Beyoncé’s Met Gala look Feels like a Déjà vu
- ibrahimaishanana24
- 12 minutes ago
- 2 min read

I respect and value Beyoncé’s cultural contributions and all but honestly, I didn’t love her Met Gala look this year-but I understood it.
And somehow, that feels like the real issue.
Because at the Met Gala, understanding the assignment is the bare minimum. The real currency is impact. It’s the ability to stop time, shift culture, and give us something we didn’t even know we needed to see.
Beyoncé’s look-custom by Olivier Rousteing, a collaborator she has returned to for several bespoke moments-felt… familiar. Beautiful, yes. Considered, definitely. But also like something we’ve seen before.

The headpiece in particular immediately called to mind Rihanna’s now-iconic papal moment at the Met Gala 2018 Heavenly Bodies theme-a look so bold, so culturally seismic, it almost claimed that entire visual language for itself. Once a moment like that exists, anything adjacent risks feeling less like reinvention and more like a soft echo.
And that’s the tension.
This wasn’t a bad look. It was a well-executed idea. But it lived in that awkward middle ground-where concept meets caution. Where intention is clear, but transformation doesn’t quite land. And at an event like the Met, where originality is everything, that “I’ve seen this before” feeling becomes impossible to ignore.

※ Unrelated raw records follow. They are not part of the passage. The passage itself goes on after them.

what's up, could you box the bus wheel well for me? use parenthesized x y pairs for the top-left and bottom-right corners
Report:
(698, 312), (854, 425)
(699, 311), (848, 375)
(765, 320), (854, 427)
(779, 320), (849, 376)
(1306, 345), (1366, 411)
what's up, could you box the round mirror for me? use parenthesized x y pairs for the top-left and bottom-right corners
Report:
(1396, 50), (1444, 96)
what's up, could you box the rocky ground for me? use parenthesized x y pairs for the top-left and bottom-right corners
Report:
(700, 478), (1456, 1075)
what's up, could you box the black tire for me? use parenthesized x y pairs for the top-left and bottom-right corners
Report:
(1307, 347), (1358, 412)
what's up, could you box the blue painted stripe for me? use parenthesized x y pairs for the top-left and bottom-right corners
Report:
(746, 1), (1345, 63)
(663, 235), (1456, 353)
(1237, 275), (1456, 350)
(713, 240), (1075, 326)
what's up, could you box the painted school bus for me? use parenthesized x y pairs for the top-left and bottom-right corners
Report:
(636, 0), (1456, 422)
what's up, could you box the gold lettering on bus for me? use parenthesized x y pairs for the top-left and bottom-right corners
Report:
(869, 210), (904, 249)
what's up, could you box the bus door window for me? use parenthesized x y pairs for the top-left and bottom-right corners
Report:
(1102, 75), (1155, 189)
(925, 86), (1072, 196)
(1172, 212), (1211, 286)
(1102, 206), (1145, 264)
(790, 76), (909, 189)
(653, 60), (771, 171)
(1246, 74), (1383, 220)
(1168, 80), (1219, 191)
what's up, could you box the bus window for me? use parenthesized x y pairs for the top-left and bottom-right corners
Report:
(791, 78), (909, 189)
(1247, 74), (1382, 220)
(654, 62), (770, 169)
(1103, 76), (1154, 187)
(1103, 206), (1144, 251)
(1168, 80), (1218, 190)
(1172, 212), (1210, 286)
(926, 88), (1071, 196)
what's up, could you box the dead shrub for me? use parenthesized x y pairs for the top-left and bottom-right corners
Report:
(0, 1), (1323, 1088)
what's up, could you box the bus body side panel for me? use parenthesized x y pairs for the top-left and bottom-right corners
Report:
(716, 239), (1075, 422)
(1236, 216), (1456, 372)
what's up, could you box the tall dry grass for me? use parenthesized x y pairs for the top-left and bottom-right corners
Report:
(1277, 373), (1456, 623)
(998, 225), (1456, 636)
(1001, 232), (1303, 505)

What makes it even more complex is Beyoncé herself. She carries a warmth, a calm authority, an almost sacred sense of presence. There’s something deeply human and grounded about her, even at her most elevated. So when a look leans heavily into costume or symbolism, it has to go all the way-push beyond beauty into something immersive, something undeniable. Otherwise, the disconnect lingers.
And still, there’s a quiet hesitation in saying any of this out loud.
Because Beyoncé is Beyoncé. There’s a respect there, an emotional loyalty even. Critiquing her doesn’t feel casual-it feels weighted. Almost undeserved. But taste is instinctive, and the Met Gala is built on reaction. You’re supposed to feel something.
This time, I didn’t.
And maybe that’s the simplest truth of all: it’s not that the look wasn’t good. It’s that it didn’t move me.